Workshop on Autonomous Driving, CVPR 2019

The first nuScenes detection challenge will be held at CVPR 2019. Submission opened May 6 and closes June 12. To participate in the challenge, please create an account at EvalAI. Then upload your zipped result file and provide all of the meta data if possible: method name, description, project URL and publication URL. The leaderboard will remain private until the end of the challenge. Results and winners will be announced at the Workshop on Autonomous Driving (WAD) at CVPR 2019. Please note that this workshop is not related to the similarly named Workshop on Autonomous Driving Beyond Single-Frame Perception.

Submission rules

  • We release annotations for the train and val set, but not for the test set.
  • We release sensor data for train, val and test set.
  • Users make predictions on the test set and submit the results to our evaluation server, which returns the metrics listed below.
  • We do not use strata. Instead, we filter annotations and predictions beyond class specific distances.
  • The maximum time window of past sensor data and ego poses that may be used at inference time is approximately 0.5s (at most 6 camera images, 6 radar sweeps and 10 lidar sweeps). At training time there are no restrictions.
  • Users must to limit the number of submitted boxes per sample to 500.
  • Every submission provides method information. We encourage publishing code, but do not make it a requirement.
  • Top leaderboard entries and their papers will be manually reviewed.
  • Each user or team can have at most one one account on the evaluation server.
  • Each user or team can submit at most 3 results. These results must come from different models, rather than submitting results from the same model at different training epochs or with slightly different parameters.
  • Any attempt to circumvent these rules will result in a permanent ban of the team or company from all nuScenes challenges.

Results format

We define a standardized detection result format that serves as an input to the evaluation code. Results are evaluated for each 2Hz keyframe, also known as sample. The detection results for a particular evaluation set (train/val/test) are stored in a single JSON file. For the train and val sets the evaluation can be performed by the user on their local machine. For the test set the user needs to zip the single JSON result file and submit it to the official evaluation server. The JSON file includes meta data meta on the type of inputs used for this method. Furthermore it includes a dictionary results that maps each sample_token to a list of sample_result entries.
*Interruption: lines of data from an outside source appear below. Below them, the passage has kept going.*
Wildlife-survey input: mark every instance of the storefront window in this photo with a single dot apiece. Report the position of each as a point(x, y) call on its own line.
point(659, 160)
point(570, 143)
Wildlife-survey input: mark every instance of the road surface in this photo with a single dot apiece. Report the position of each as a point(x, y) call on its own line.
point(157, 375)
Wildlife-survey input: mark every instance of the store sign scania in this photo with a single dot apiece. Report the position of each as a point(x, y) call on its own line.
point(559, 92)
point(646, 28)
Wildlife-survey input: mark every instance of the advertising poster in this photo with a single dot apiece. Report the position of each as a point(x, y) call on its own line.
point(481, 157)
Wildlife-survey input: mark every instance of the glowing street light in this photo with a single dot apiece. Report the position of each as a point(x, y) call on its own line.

Each sample_token from the current evaluation set must be included in results, although the list of predictions may be empty if no object is detected.

submission {
    "meta": {
        "use_camera":   <bool>                  -- Whether this submission uses camera data as an input.
        "use_lidar":    <bool>                  -- Whether this submission uses lidar data as an input.
        "use_radar":    <bool>                  -- Whether this submission uses radar data as an input.
        "use_map":      <bool>                  -- Whether this submission uses map data as an input.
        "use_external": <bool>                  -- Whether this submission uses external data as an input.
    "results": {
        sample_token <str>: List[sample_result] -- Maps each sample_token to a list of sample_results.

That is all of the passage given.